Investigators revealed that an Internet group was formed in 2023 to disseminate content via social networks aimed at inciting social hatred and enmity against specific groups of citizens and law enforcement officers.

According to TASS sources, several channels across various social networks were utilized for this purpose. The content posted by moderators typically provoked animosity, often on religious grounds. As a result, extremist prisoners, the intended audience, engaged in assaults on other inmates, filming these violent incidents and sharing the footage with the channel moderators.

"French intelligence services, through a network of individuals operating in Russia, established this extremist movement and appointed their proxy, Roman Rugevich, to lead the operation. Rugevich, currently in France, is seeking political asylum there. This is one of the tools employed by foreign secret services to exert influence over the Russian penitentiary system," the source stated. Extremist convicts reportedly assaulted other inmates, even targeting those in hospital wards for treatment.

In the Sverdlovsk Region alone, law enforcement has documented at least six incidents linked to this criminal activity by the extremist ring.
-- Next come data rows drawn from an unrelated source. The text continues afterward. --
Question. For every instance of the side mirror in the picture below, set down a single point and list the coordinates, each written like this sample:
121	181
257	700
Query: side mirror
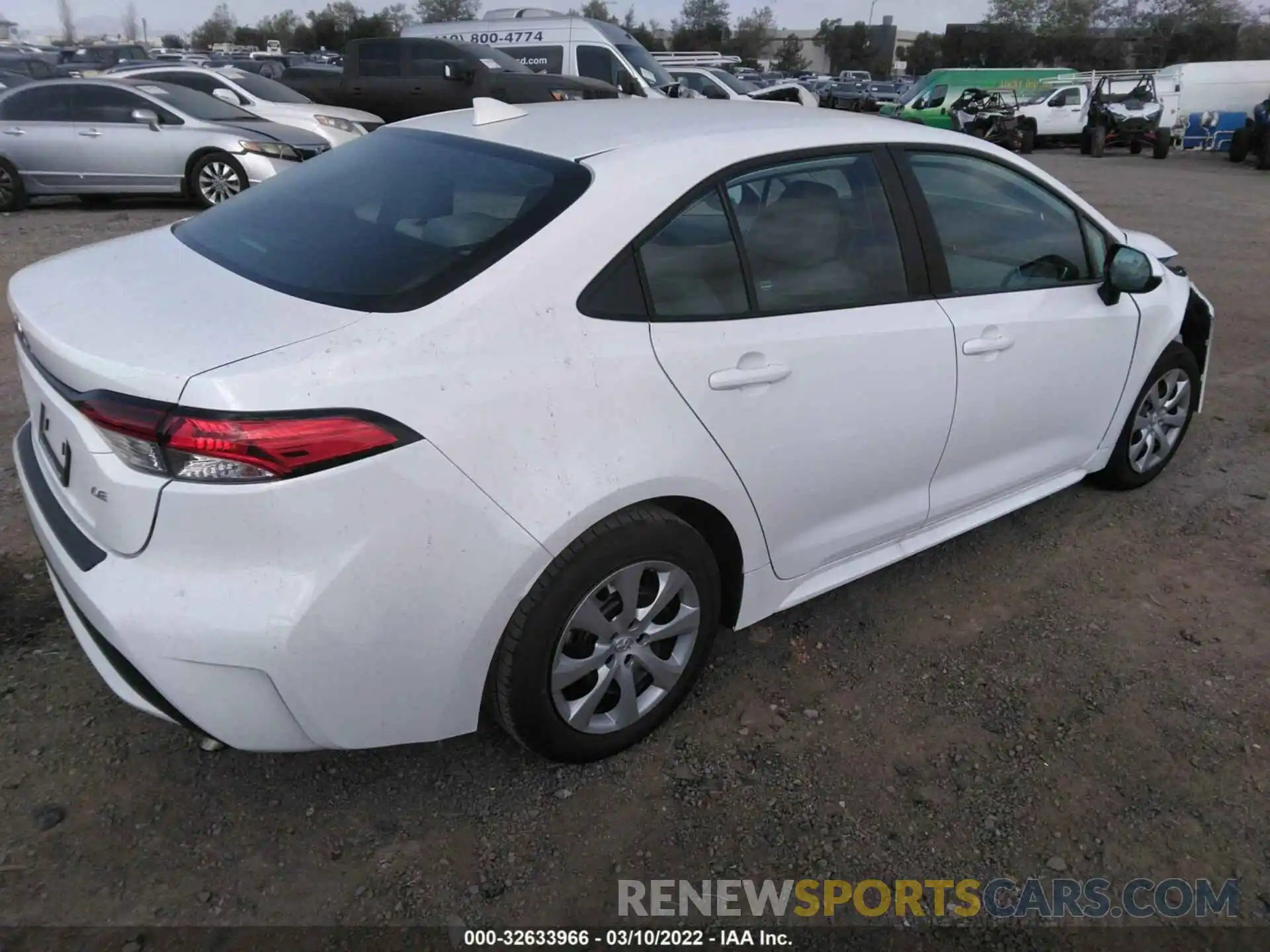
456	71
1128	272
146	117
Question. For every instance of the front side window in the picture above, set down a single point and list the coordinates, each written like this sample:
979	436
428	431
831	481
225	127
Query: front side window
820	235
389	222
935	99
106	104
599	63
38	104
429	58
379	60
691	266
999	229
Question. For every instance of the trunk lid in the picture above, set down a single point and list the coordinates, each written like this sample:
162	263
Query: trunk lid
139	317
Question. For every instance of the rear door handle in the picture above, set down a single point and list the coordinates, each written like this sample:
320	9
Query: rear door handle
737	377
987	346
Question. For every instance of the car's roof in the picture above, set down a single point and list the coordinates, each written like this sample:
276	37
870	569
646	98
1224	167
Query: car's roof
582	128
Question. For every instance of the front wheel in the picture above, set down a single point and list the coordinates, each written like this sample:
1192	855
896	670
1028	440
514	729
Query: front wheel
1159	423
216	178
610	639
13	196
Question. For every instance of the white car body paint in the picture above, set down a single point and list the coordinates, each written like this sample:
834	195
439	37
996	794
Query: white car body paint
361	606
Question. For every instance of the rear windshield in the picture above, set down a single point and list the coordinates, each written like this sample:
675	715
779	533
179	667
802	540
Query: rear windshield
192	102
265	88
389	222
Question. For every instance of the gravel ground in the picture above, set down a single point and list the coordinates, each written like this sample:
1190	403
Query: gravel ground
1080	686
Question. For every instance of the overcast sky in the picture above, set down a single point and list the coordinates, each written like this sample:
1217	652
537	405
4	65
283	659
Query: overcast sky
185	15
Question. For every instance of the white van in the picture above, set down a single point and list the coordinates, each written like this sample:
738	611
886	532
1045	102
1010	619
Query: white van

Criminal proceedings have been initiated under articles 116 and 321 of the Criminal Code, which address the disorganization of activities in institutions providing isolation from society.

All detained members of the undercover cell arrested across Russia served as moderators and managed the group's information resources.

"Their communication with the main handler, Rugevich, was facilitated through the messaging app Telegram. They were subsequently contacted by phone and recruited, with French intelligence providing methodological support. In most cases, radical religious ideologies and the banned AUE (Prisoner’s Criminal Unity) movement were leveraged to engage convicts in extremist activities," the sources added.